The non-major bank confirmed updates to facilitating the closure of accounts, blocking transactions, cancelling cards and/or access methods, and restricting accounts for the protection of another individual.
Additionally, AMP Bank has the authority to now act on requests made by an individual to prevent or mitigate financial hardship they may be experiencing in the event where it is believed that a joint account holder is under financial pressure.
Welcoming AMP Bank’s updated terms and conditions, the Centre of Women’s Economic Safety (CWES) and author of Designed to Disrupt and associate professor at UNSW School of Social Sciences, Catherine Fitzpatrick, believe it sends a clear message that financial abuse will not be tolerated.
Stated in the Designed to Disrupt report, the CWES urged lenders to redesign products to enhance financial safety.

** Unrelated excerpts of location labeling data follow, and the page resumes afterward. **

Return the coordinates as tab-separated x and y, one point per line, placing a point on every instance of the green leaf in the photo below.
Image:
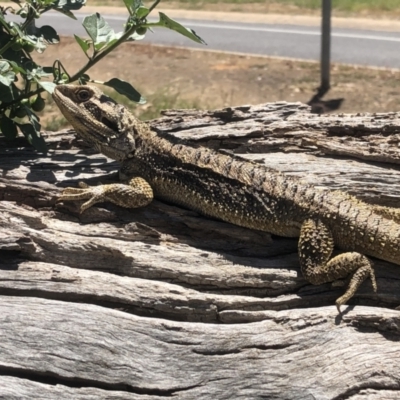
84	79
67	5
8	128
142	12
49	34
16	68
133	5
4	66
169	23
7	76
125	89
98	29
66	13
34	137
8	93
82	43
47	86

The CWES called for banks to begin by changing terms and conditions to be fully transparent in their stances against financial abuse and that action will be undertaken against customers using products for harmful purposes.
AMP Bank group executive Sean O’Malley stated it’s important for banks to implement safety features into products and services and continue to work with industry and authorities to “raise awareness about abuse and do all we can to prevent it from happening”.
“There is an opportunity for our industry to continue to innovate and iterate the design of financial products to increase financial safety,” Mr O’Malley said.
“Particularly at this time of year, we’re sensitive to the impact Christmas and end-of-year fatigue and commitments can have on family dynamics, increasing customer vulnerability.”
CWES chief executive Rebecca Glenn said AMP Bank has joined the ranks of Australian financial institutions that are “making it harder for perpetrators to use financial abuse as a tactic of coercive control”.
“Few other businesses are better placed to protect women against financial abuse and its devastating health and economic impacts for them and their children,” Ms Glenn said.
Ms Fitzpatrick added: “This is globally leading action from Australian banks, which directly addresses one of the key drivers of gendered violence.
“Tens of millions of customers have been told banks won’t condone disrespectful and controlling behaviour and they’ll change their practices to explicitly forbid and censure it. Never has it been more important.”
AMP’s move to update its terms and conditions came as major bank Commonwealth Bank of Australia (CBA) recently announced that its AI technology used to detect financial abuse will be available for free to any bank worldwide.
According to CBA, its AI model helps identify digital payment transactions that include harassment, threats, or offensive messages.